If I add LIST_VIEW = 26L to the list of Types in enums.R and bump the other numbers up we no longer get the failures, but I don't know why as I can't see the link between those IDs and the C++ code.

thisisnic commented 1 year ago

@felipecrv - I have a solution for you in the above comment, which should fix things in your PR even if I'm not totally sure why it does.

thisisnic commented 1 year ago

As this isn't a bug, I'm going to close this now

felipecrv commented 1 year ago

@felipecrv - I have a solution for you in the above comment, which should fix things in your PR even if I'm not totally sure why it does.

Oh, I suspected that this could be due to R assuming a specific numbering of the Type enum. If this is the case, we should be explicit about the enum entry values in the C++ enum.
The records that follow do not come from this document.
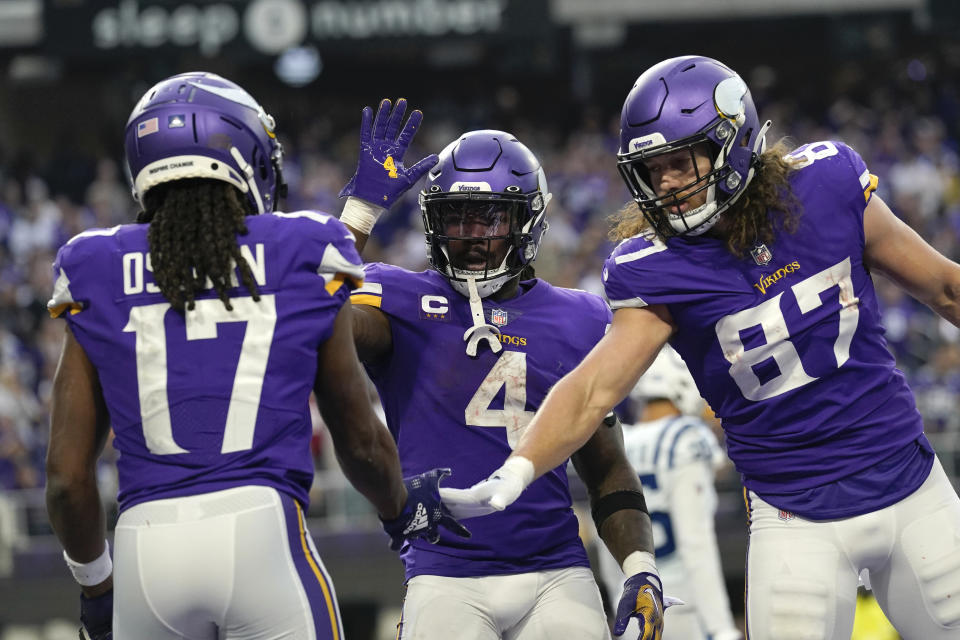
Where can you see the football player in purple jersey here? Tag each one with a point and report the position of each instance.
(197, 335)
(756, 265)
(462, 354)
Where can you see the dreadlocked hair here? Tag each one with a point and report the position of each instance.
(767, 205)
(193, 237)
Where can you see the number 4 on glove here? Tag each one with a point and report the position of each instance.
(643, 599)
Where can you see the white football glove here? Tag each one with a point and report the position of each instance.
(495, 493)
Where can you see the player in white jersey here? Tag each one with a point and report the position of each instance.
(676, 454)
(757, 266)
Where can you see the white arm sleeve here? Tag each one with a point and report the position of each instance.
(692, 507)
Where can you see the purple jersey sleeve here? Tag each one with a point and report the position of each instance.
(787, 346)
(448, 409)
(210, 398)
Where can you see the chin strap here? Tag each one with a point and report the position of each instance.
(480, 329)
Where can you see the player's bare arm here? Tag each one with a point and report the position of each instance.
(602, 465)
(576, 405)
(371, 332)
(364, 447)
(896, 250)
(79, 427)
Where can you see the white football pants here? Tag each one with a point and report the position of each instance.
(234, 564)
(543, 605)
(802, 574)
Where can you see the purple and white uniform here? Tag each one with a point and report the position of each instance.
(445, 408)
(210, 414)
(788, 348)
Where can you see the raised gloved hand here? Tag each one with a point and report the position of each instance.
(381, 176)
(643, 599)
(96, 616)
(495, 493)
(424, 513)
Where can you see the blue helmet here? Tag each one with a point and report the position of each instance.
(676, 105)
(483, 207)
(199, 125)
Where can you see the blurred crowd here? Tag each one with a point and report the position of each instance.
(906, 129)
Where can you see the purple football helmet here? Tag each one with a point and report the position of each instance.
(199, 125)
(674, 106)
(483, 208)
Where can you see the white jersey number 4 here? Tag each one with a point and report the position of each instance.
(510, 372)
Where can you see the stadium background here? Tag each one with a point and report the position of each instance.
(881, 75)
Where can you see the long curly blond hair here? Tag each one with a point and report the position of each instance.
(767, 205)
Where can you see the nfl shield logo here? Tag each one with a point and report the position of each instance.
(761, 255)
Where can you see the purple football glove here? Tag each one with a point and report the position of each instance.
(424, 513)
(642, 599)
(96, 616)
(381, 176)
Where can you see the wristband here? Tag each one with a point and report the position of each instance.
(520, 468)
(360, 214)
(91, 573)
(639, 562)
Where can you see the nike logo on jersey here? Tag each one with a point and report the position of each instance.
(767, 281)
(419, 520)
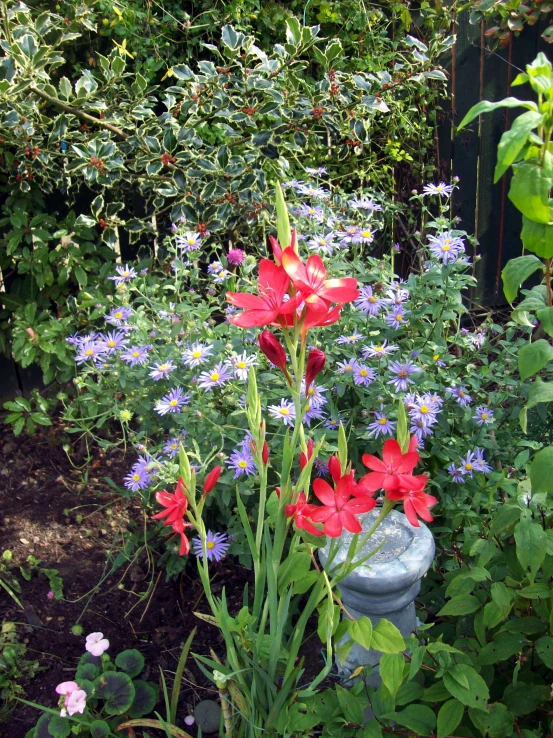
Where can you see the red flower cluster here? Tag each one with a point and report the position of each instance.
(176, 505)
(276, 303)
(343, 504)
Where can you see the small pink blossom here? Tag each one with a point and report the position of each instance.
(96, 644)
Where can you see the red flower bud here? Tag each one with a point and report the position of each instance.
(334, 468)
(304, 458)
(315, 363)
(211, 479)
(273, 349)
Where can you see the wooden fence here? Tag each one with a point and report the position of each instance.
(476, 73)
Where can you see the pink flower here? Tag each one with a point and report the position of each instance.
(96, 644)
(236, 257)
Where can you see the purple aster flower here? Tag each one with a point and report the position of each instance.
(353, 338)
(172, 402)
(320, 467)
(396, 318)
(114, 341)
(364, 203)
(285, 412)
(241, 462)
(124, 274)
(236, 257)
(381, 425)
(242, 364)
(89, 350)
(379, 350)
(363, 375)
(442, 189)
(347, 366)
(368, 303)
(216, 545)
(161, 371)
(137, 479)
(402, 380)
(196, 354)
(190, 241)
(479, 463)
(135, 355)
(460, 394)
(325, 244)
(171, 448)
(118, 316)
(215, 377)
(456, 474)
(483, 415)
(446, 247)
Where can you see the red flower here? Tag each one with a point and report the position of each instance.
(273, 349)
(301, 511)
(179, 527)
(268, 305)
(315, 364)
(211, 479)
(317, 291)
(339, 509)
(393, 471)
(415, 501)
(175, 504)
(304, 458)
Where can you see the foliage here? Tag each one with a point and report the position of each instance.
(15, 668)
(99, 151)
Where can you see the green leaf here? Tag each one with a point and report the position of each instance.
(485, 107)
(516, 272)
(387, 638)
(117, 690)
(99, 729)
(419, 718)
(361, 631)
(540, 471)
(531, 543)
(513, 141)
(460, 605)
(537, 237)
(529, 192)
(465, 684)
(131, 661)
(449, 717)
(391, 671)
(533, 357)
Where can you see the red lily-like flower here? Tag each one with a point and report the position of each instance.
(340, 510)
(316, 290)
(301, 511)
(268, 306)
(179, 526)
(415, 501)
(175, 504)
(393, 471)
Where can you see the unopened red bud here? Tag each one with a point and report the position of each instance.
(211, 479)
(273, 349)
(304, 458)
(315, 363)
(334, 468)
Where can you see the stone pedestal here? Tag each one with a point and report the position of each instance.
(386, 585)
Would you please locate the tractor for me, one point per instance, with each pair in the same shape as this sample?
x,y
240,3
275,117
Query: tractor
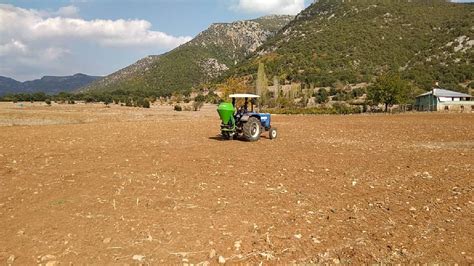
x,y
244,122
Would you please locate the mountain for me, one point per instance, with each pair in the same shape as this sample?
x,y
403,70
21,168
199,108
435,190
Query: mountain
x,y
47,84
356,41
9,85
201,60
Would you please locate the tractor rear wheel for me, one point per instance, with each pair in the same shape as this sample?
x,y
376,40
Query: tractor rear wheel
x,y
273,133
225,135
252,129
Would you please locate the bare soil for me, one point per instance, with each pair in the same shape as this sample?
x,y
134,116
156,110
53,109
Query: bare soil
x,y
89,184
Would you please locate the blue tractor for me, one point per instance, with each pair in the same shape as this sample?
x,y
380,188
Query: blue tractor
x,y
242,121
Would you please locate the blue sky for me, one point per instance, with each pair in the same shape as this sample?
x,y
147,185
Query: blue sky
x,y
98,37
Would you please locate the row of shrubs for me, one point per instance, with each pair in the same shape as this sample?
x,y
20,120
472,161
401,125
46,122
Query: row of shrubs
x,y
337,108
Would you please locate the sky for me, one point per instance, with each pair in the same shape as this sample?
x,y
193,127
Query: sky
x,y
98,37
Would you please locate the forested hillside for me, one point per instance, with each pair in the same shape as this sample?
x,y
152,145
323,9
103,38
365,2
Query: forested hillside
x,y
356,41
204,58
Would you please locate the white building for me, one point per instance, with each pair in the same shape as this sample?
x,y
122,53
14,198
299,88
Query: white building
x,y
445,100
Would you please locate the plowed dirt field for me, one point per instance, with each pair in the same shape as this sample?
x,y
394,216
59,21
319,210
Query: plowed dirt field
x,y
89,184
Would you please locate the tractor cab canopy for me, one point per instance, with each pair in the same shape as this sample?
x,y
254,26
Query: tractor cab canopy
x,y
250,96
244,107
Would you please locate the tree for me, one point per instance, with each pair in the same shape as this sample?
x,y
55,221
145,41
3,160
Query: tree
x,y
388,90
322,96
198,102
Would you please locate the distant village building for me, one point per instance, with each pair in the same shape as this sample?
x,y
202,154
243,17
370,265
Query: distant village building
x,y
445,100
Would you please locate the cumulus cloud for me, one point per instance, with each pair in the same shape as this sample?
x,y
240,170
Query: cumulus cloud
x,y
33,38
278,7
32,25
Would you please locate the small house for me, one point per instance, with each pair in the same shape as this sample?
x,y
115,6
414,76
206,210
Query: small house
x,y
444,100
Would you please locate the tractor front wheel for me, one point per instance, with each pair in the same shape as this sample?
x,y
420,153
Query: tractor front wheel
x,y
252,129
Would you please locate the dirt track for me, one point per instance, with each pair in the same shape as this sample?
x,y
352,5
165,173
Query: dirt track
x,y
88,184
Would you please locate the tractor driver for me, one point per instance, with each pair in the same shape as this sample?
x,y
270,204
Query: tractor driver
x,y
241,111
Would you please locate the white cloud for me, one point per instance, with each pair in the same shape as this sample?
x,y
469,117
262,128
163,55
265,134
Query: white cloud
x,y
45,40
278,7
32,25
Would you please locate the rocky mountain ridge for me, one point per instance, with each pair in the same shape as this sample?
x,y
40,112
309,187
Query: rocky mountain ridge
x,y
204,58
47,84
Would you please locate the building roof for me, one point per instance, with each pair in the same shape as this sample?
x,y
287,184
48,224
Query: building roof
x,y
244,96
445,93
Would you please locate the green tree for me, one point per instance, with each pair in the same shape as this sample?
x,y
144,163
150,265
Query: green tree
x,y
388,90
322,96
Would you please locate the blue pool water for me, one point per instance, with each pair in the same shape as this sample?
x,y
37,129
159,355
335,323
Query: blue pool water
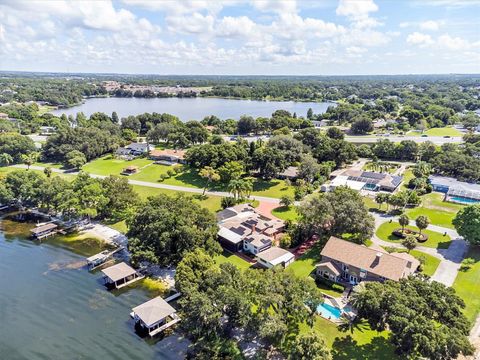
x,y
329,311
463,200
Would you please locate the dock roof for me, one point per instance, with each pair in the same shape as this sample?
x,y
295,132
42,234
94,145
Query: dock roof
x,y
119,271
153,311
43,228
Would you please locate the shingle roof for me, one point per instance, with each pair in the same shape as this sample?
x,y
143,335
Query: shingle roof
x,y
153,311
275,255
373,261
119,271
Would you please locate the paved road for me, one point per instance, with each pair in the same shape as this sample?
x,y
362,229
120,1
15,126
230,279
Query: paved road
x,y
438,140
155,185
450,259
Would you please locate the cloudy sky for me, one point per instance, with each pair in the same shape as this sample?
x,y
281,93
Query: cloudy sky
x,y
321,37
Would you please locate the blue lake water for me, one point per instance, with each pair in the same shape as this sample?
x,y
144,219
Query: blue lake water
x,y
51,309
192,108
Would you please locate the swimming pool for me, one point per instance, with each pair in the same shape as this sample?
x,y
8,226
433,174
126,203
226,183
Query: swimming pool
x,y
463,200
328,311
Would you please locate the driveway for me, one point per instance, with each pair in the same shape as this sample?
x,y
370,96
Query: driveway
x,y
450,259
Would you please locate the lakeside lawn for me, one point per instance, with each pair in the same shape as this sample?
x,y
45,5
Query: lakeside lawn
x,y
359,342
431,262
444,131
286,213
439,212
435,240
227,257
467,285
108,165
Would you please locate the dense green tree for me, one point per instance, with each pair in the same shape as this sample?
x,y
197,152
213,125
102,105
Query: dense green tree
x,y
467,223
426,318
337,213
165,228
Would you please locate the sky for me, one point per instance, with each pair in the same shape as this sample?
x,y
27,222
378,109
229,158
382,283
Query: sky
x,y
241,37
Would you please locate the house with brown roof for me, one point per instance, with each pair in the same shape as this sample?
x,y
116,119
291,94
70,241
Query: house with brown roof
x,y
242,228
168,156
344,261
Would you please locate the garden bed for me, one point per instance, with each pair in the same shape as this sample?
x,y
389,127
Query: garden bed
x,y
403,233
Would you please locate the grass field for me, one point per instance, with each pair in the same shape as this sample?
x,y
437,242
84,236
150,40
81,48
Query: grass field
x,y
467,285
360,342
435,240
445,131
431,262
233,259
108,165
286,213
439,212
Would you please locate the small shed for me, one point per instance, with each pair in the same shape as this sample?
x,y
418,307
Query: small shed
x,y
120,275
154,316
43,231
@bkietz, do you know if the automatic numbering of enum entries is fully specified in C++ or is the compiler free to choose anything?

felipecrv commented 1 year ago

@thisisnic @paleolimbot thanks for looking into this and sorry for the false alarm. I opened a PR that adds explicit values on the C++ side as well so no one gets confused about this again.

thisisnic commented 1 year ago

@felipecrv No worries, and thanks for figuring it out for us all, as I was really confused by the reasoning there! :)